The Palestine Liberation Organization, for its part, has elbowed its way back into the negotiations picture. Badly mauled by the Israelis last week in its southern Lebanese sanctuary and likely to be squeezed farther to the north of the Litani River by the Syrian peace-keeping forces, the P.L.O. is almost certain to continue its recent return to terrorism. Last week in Beirut, P.L.O. Leader Yasser Arafat and his executive committee declared that after 3% years of relative moderation the organization has gone back to a policy of militancy—of guerrilla attacks, kidnapings and executions.
If the Palestinian terrorism and the Israeli invasion of Lebanon did not wreck the Sadat peace initiative entirely, they may have diverted it toward the very thing the Palestinians most fear: a separate peace between Egypt and Israel. Sadat is more isolated from his Arab brothers than ever, and probably angrier too; he was enraged almost beyond reason by the Palestinian murder of his friend Editor Youssef Sebai in Cyprus last month, and he fully recognized the effect of recent P.L.O. terrorism on his peace initiative.
In earlier times of trouble, Egypt has seen itself as the protector of the Arabs against Israel; in fact, it became involved in the 1967 war partly because of a real or imagined threat by Israel against Syria. All that is changed now. Last week, when Israel invaded another Arab state, Lebanon, there was no talk of mobilizing the Egyptian armed forces, and the Egyptian President at first criticized the Israeli action with notable restraint. It all bore out what influential Egyptians have been saying for weeks: "No more Egyptian blood will be shed for Palestinians."
There had never been any doubt that Israel would respond hard to the latest Palestinian terrorism. Premier Begin had vowed as much when he gravely told the Knesset early last week: "We shall do what has to be done. Gone forever are the days when Jewish blood could be shed with impunity. The shedders of innocent blood shall not go unpunished."
Almost unanimously, Israelis seemed to agree. Despite some urgings for restraint from the U.S. and from Sadat, the Israelis were in no mood to turn the other cheek.

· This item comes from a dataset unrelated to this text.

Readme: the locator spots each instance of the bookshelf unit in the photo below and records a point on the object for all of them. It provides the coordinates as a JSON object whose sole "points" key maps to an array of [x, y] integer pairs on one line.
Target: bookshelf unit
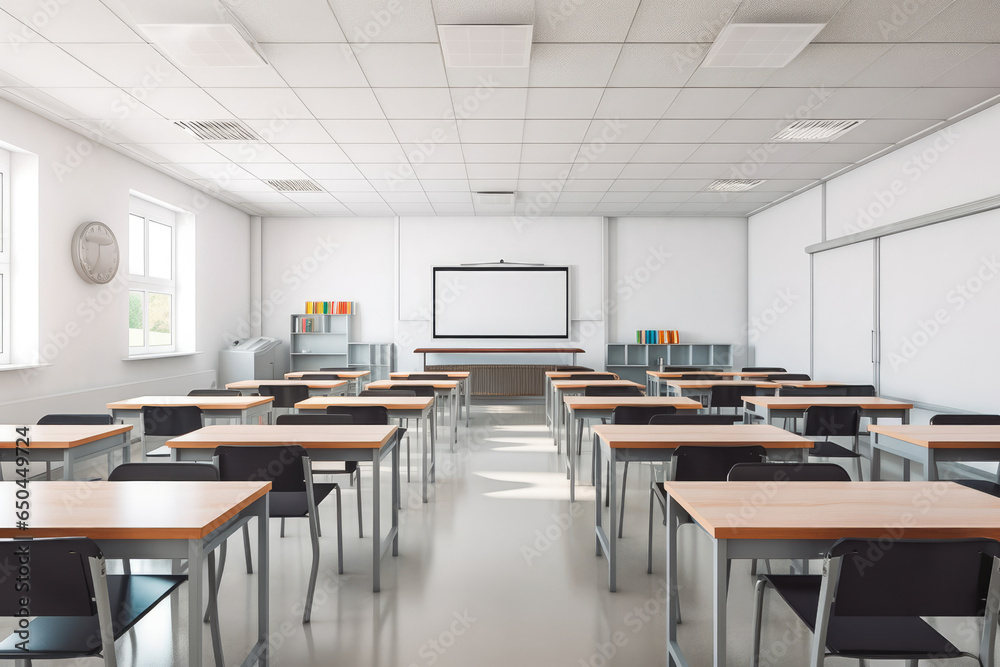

Leaders of all Israeli political parties agreed to a Knesset statement declaring that terrorist organizations must be attacked and "exterminated." The occasion called forth a volley of extremist oratory; a small nationalist sect headed by Rabbi Meir Kahane, for instance, openly demanded the expulsion of all Palestinians from Israel, including the 574,000 who are Israeli citizens.